DIRECTOR OF CURRENCY RESEARCH, GFT
LAST weekend’s unprecedented move by the EU and IMF to create a rescue package worth nearly $1 trillion to guarantee sovereign debt within the Eurozone was a gargantuan policy effort to stabilise the euro. The deal created an array of measures, including $560bn in new loans, $76bn under an existing facility as well as additional credit from the IMF of up to $321bn. To further buttress the moves of the fiscal authorities, officials from the Fed, the European Central Bank, the Bank of England, the Bank of Canada and the Swiss National Bank all agreed to reopen currency swap lines in order to ease liquidity in the money markets and the interbank markets.
The concerted effort by the EU finance ministers and G7 monetary authorities was a clear sign to the markets that they stood ready to rebuff any speculative runs at the credit instruments of southern European economies that have threatened the financial stability of the Eurozone and the prospects of the euro itself.

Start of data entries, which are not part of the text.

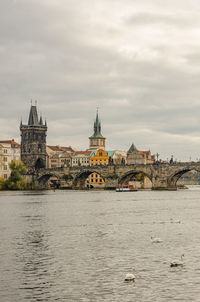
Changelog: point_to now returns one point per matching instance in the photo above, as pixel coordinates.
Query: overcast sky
(138, 60)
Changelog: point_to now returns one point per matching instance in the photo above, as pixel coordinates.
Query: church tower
(97, 141)
(33, 142)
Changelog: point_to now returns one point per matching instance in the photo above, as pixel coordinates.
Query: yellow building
(98, 158)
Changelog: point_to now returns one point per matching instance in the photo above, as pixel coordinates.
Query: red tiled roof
(58, 148)
(83, 152)
(144, 152)
(12, 142)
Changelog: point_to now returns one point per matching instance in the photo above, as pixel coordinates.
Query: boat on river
(126, 188)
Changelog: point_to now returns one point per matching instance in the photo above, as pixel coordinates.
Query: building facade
(33, 142)
(9, 150)
(81, 158)
(134, 156)
(59, 157)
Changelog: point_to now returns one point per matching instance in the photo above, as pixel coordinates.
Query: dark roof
(97, 128)
(33, 117)
(132, 149)
(12, 142)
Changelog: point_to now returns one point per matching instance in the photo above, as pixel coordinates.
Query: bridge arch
(133, 175)
(80, 179)
(52, 177)
(173, 179)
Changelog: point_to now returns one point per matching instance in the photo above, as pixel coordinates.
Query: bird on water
(156, 240)
(130, 276)
(176, 263)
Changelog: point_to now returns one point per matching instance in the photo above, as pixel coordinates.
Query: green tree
(15, 180)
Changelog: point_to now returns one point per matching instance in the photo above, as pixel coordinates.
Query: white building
(9, 150)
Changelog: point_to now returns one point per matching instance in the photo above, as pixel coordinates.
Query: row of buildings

For the time being, the plan appears to have worked. Credit default swap spreads have narrowed considerably and the weekend action put aside all speculation about possible fragmentation of EU. The euro soared in the aftermath of the news as late shorts scrambled for cover. The short euro trade has become incredibly crowded and Monday’s price action likely squeezed the latecomers out of their trades.
However, long-term questions about the viability of the deal remain unanswered. The EU arrangement calls for the creation of a special purpose vehicle with a duration of three years that will be dependent on “national constitutional arrangements” in order to be put into effect. Several key Eurozone members are facing massive rollover risks over the next two years with Italy having €600bn of debt that is due while Spain will have to refinance €220bn and Portugal will need to raise more than €40bn over the same time frame. As of now, it is not at all clear if such a structure will be robust enough to withstand the possible financial stress that may still come.